9- Car quand l’esprit cesse sa tyrannie, quand s’apaise la ronde infernale des pensées, va s’éveiller en toi un organe nouveau, ton cœur. Depuis toujours il est là, ensommeillé, étouffé par la dictature des pensées importantes. Tu vas le sentir frémir, se mettre à battre imperceptiblement. C’est lui qui priera, qui saura dire “Abba, Père !”

10- Dès que tu l’as laissé revivre en toi, tu t’apercevras que ton cœur bat sans cesse. Tu comprendras cette phrase du Cantique, je dors mais mon cœur veille. Comme l’a vécu Jésus, comme l’explique Siddhartha (et bien d’autres), les va-et-vient de l’action ne te sépareront plus de la Présence fugitivement rencontrée dans l’instant du silence.

11- Et peut-être même alors les pensées, qui ne cessent jamais d’assiéger ton esprit, ne te gêneront plus trop : tu les observeras, tu les verras venir, vivre leur vie puis s’éteindre sans que ton cœur  ne cesse de battre. Tu auras appris, grâce à l’observation de la respiration, à prendre de la distance par rapport aux pensées – et à toi-même.

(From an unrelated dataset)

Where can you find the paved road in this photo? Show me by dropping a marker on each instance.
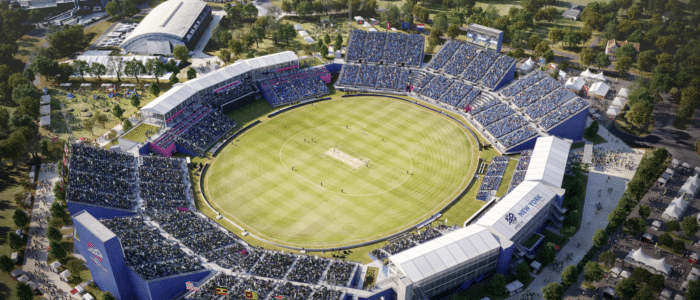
(591, 221)
(680, 143)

12- Si enfin, lassées de te voir si peu réactif à elles, les pensées restent un jour au garage, sache que tu es tout près de l’Éveil décrit par Siddhartha, du Royaume promis par Jésus.

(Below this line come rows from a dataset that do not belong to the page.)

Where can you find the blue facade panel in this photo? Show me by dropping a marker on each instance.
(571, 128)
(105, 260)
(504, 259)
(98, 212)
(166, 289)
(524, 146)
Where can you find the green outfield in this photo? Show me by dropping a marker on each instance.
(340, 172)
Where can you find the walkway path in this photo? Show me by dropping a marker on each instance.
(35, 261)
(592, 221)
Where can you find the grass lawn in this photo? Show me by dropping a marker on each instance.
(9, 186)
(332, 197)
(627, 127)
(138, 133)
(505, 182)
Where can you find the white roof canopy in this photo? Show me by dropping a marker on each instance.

13- En attendant, ne t’effraye pas de voir se lever, au moment de la méditation, l’armée combattive des démons. Multiformes, nombreux, d’autant plus efficaces qu’ils te connaissent puisque tu leur as laissés place en toi, ils n’ont qu’un objectif : t’empêcher de méditer. Parce qu’ils savent que la moindre de tes avancées dans le chemin vers le silence intérieur est le commencement de leur défaite.

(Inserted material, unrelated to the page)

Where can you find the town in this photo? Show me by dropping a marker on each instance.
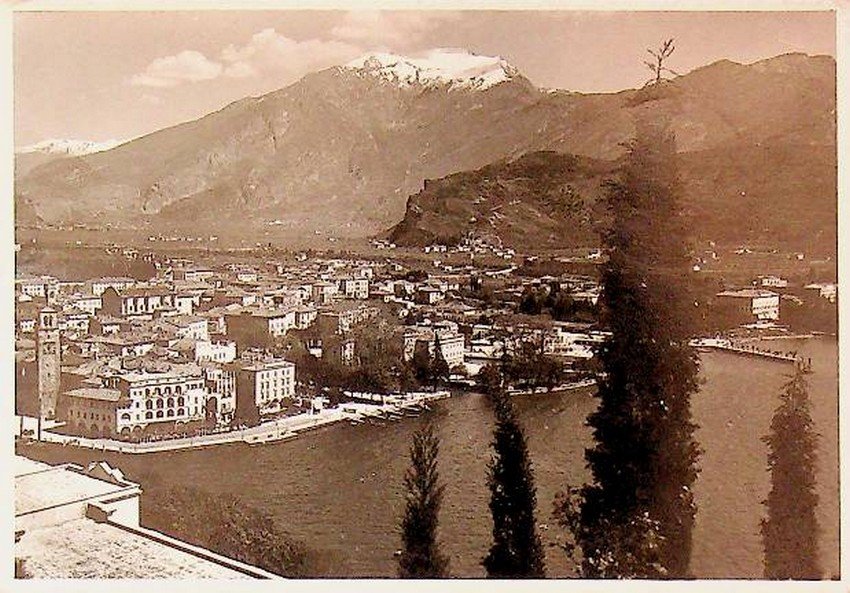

14- La méditation ressemble donc souvent à un champ de bataille. Tu es face à une armée organisée, déterminée. Es-tu seul ? Jésus au désert ne l’était pas, Siddhartha sous son arbre non plus : tu ne seras pas seul. Tu découvriras par toi-même ceux qui combattront avec toi, à tes côtés, surtout si tu les appelles à la rescousse. Mais ne les appelle pas avec des mots et des idées, laisse parler ton cœur, il saura faire.

15- Quand ton cœur s’éveillera, tu découvriras que le combat de la méditation n’est un acte de volonté qu’en ses débuts : elle deviendra un acte d’amour, et d’amour pur, tel que les humains en ont rarement idée.